Near-field Localization with a Reconfigurable Intelligent Surface Acting as Lens

TL;DR

This paper explores using a reconfigurable intelligent surface as a lens for near-field localization, demonstrating that it can achieve decimeter-level accuracy within 3 meters at 28 GHz, with different beamforming strategies depending on prior information.

Contribution

It introduces a novel RIS-based lens approach for localization, analyzes Fisher information, and proposes a two-stage algorithm for improved accuracy.

Findings

Positional beamforming outperforms random beamforming with prior info.

Decimeter-level localization accuracy is achievable within 3 meters at 28 GHz.

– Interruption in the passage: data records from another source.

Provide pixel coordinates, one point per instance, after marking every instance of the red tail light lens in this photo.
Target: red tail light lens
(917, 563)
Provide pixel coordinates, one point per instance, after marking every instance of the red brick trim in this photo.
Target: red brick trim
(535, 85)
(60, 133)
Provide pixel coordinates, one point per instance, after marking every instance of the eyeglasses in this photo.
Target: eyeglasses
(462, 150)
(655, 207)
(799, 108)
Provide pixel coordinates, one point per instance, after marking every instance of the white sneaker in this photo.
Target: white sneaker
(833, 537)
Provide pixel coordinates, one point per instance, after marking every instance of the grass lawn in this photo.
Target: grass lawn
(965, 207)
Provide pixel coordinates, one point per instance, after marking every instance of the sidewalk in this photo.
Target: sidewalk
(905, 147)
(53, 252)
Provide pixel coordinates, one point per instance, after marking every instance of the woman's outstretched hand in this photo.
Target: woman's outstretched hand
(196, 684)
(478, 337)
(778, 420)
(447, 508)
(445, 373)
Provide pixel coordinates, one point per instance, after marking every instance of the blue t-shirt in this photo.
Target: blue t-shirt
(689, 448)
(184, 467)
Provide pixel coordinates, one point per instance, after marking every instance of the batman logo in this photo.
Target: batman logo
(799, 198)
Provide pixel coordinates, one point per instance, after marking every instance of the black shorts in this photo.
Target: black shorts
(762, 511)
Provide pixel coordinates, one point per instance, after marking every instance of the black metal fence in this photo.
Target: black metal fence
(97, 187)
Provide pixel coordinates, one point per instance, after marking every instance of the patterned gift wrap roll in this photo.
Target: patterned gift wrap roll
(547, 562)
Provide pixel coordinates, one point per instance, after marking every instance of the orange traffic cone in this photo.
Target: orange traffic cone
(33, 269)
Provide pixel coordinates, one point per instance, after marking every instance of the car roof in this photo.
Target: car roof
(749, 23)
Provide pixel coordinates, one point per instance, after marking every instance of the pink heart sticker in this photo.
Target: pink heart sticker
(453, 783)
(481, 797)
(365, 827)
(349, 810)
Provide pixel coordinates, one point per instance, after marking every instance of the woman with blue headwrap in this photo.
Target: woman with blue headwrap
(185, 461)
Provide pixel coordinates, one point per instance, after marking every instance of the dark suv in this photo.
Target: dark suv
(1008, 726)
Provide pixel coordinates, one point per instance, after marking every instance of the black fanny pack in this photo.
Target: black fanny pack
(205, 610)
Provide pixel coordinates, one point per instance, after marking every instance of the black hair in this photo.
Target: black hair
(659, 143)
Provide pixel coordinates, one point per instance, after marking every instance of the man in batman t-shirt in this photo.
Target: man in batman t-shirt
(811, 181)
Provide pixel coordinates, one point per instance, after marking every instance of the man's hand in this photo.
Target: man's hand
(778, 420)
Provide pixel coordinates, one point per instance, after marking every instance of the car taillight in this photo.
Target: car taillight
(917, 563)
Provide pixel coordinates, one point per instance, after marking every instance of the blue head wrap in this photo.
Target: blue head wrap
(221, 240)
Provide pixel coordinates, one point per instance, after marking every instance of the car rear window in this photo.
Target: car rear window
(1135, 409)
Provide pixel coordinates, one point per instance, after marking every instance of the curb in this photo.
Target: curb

RIS lens can be effectively used for near-field localization with limited hardware.

Abstract

Exploiting wavefront curvature enables localization with limited infrastructure and hardware complexity. With the introduction of reconfigurable intelligent surfaces (RISs), new opportunities arise, in particular when the RIS is functioning as a lens receiver. We investigate the localization of a transmitter using a RIS-based lens in close proximity to a single receive antenna element attached to reception radio frequency chain. We perform a Fisher information analysis, evaluate the impact of different lens configurations, and propose a two-stage localization algorithm. Our results indicate that positional beamforming can lead to better performance when a priori location information is available, while random beamforming is preferred when a priori information is lacking. Our simulation results for a moderate size lens operating at 28 GHz showcased that decimeter-level accuracy can be attained within 3 meters to the lens.